How do you analyze a Single Fam Buy & Hold?

7 Replies

Bought the most inexpensive Single Fam in my area. Literally, the cheapest SF in this particular section of Mass! Purchased a 2 bedroom home (600+ sq ft) for less than $100,000 in a nice town. Interest rate is 4% for 10 years which means the mortgage and taxes will be ~$1,100. 

Will rehab (needs new stairs, interior cosmetics, landscaping, etc) and then live in for a couple years and then most likely make it a rental property (could probably cover the mortgage and taxes if rented now). Need to look at rehab costs more closely, but it definitely needs a fair amount of work.

What data can I analyze to further validate that this is a good deal? I'd be happy to share the address. 

How much is the rent?  Are you going to manage it yourself or use a PM?  Using a PM I assume 50% of gross rents go to expenses, capital and vacancy.  From the remaining 50% you have to cover your debt service (P&I only, taxes, insurance, etc are in the first 50%.)

A 10 year fully amortized loan will hurt your cash flow.  But if you can handle that then it gets you a paid off property and more cash flow after 10 years.

Rent would be $1100. Mortgage, taxes, and insurance equal the rent. Going to eventually manage by myself. According to your criteria this supports my thinking that this is a long term play.

The first thing you need to know is how much is the house going to be worth when the rehab is completed?  Ultimately, just because it cash flows positive doesn't make a good deal.  It may be cash flowing even though you're paying over retail. Not likely but just making the point.

So if you want to analyze whether you have a good deal, you need to come up with the estimated rehab costs. Then add that to your purchase price. Then compare that with the ARV (after repair value) of the property.

Hopefully, once you purchase (100k) and rehab(???), you should be all-in at 70% or better.

So lets say your purchase is 100k, and your rehab is 30k - your all in price would be 130k. That house should be able to appraise out at around 187k or so to say you got a good deal.

That being said, you may not need to come in at 70% ARV in order to have a deal worth taking down. Maybe its a great cash flow area so maybe coming in at 75 or even 80% ARV wouldn't be bad.

There is no exact science to whether its a good deal or not. To me, its a combination of the two items - the LTV you're getting all-in at and the cash flow the house will be generating. You might give up some of one thing to get more of the other.

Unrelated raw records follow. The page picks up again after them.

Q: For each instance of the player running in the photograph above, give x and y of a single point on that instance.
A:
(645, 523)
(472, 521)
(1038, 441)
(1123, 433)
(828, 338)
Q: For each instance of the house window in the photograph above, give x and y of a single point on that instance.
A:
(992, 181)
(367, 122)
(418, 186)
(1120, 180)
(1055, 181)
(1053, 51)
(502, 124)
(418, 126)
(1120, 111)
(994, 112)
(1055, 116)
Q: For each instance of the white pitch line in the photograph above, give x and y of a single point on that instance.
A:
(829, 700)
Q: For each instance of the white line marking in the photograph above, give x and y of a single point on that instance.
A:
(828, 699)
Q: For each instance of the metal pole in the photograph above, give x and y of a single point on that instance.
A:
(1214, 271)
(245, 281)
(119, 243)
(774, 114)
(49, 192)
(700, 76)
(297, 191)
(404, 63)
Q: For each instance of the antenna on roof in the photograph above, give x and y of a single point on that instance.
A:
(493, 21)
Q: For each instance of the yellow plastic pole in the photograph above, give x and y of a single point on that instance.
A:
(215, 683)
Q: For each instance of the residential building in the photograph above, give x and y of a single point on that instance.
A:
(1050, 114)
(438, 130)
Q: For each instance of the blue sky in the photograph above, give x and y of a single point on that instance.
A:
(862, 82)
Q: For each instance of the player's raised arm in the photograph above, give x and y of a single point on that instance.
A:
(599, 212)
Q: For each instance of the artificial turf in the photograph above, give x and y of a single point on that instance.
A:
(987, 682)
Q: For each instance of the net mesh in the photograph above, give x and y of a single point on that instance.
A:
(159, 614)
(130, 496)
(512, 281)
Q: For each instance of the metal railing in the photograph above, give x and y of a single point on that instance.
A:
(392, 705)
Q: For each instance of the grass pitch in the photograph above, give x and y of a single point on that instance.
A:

It sounds like you are going to live there for a while and then turn into a rental.

What is your goal for the property?  Are you in this for future cash flow or appreciation?

It sounds like it will be a cheap place to live for a period of time.  After that, you should determine what your exit strategy will be.

Once you have lived there, you need to determine if the best use of the funds will be to sell or keep as a rental.

Good luck

@Mike H.  after reviewing the comps if you put $30K into it, which is probably close to what it needs, then you could probably sell it for $180,000. Even at $180,000 it would still be the lowest priced sale in the town this year. 

@Chris L. I bought it thinking I had a couple options. I am going to live in it for a few years, but then I could fix and sell or I could rent it long term for cash flow and appreciation. Either way I'm confident it is profitable.   

Hi Kevin,

That does not produce a great cash flow especially if you consider the potential appreciation.

For example, let's say that you can sell it for 180K and then walk away with a 50K tax free profit (if you live there for at least 2 yrs),  In addition to your 50K in profits, you would have an additional 20K in principle pay down over that first 2 yrs as well giving you 70K to invest.

As a rental, your $1100 per month in rent yields an after expense income of $550 (using the 50% rule).  You now have to pay your mortgage for the next 8 yrs which yields a negative cash flow during that time frame.

My calculation is that you could take your 70K in cash from this investment and either repeat the process or find another investment.

@Chris L.  Thanks for the clarification! The buy & hold vs fix/flip arguments are more clear to me.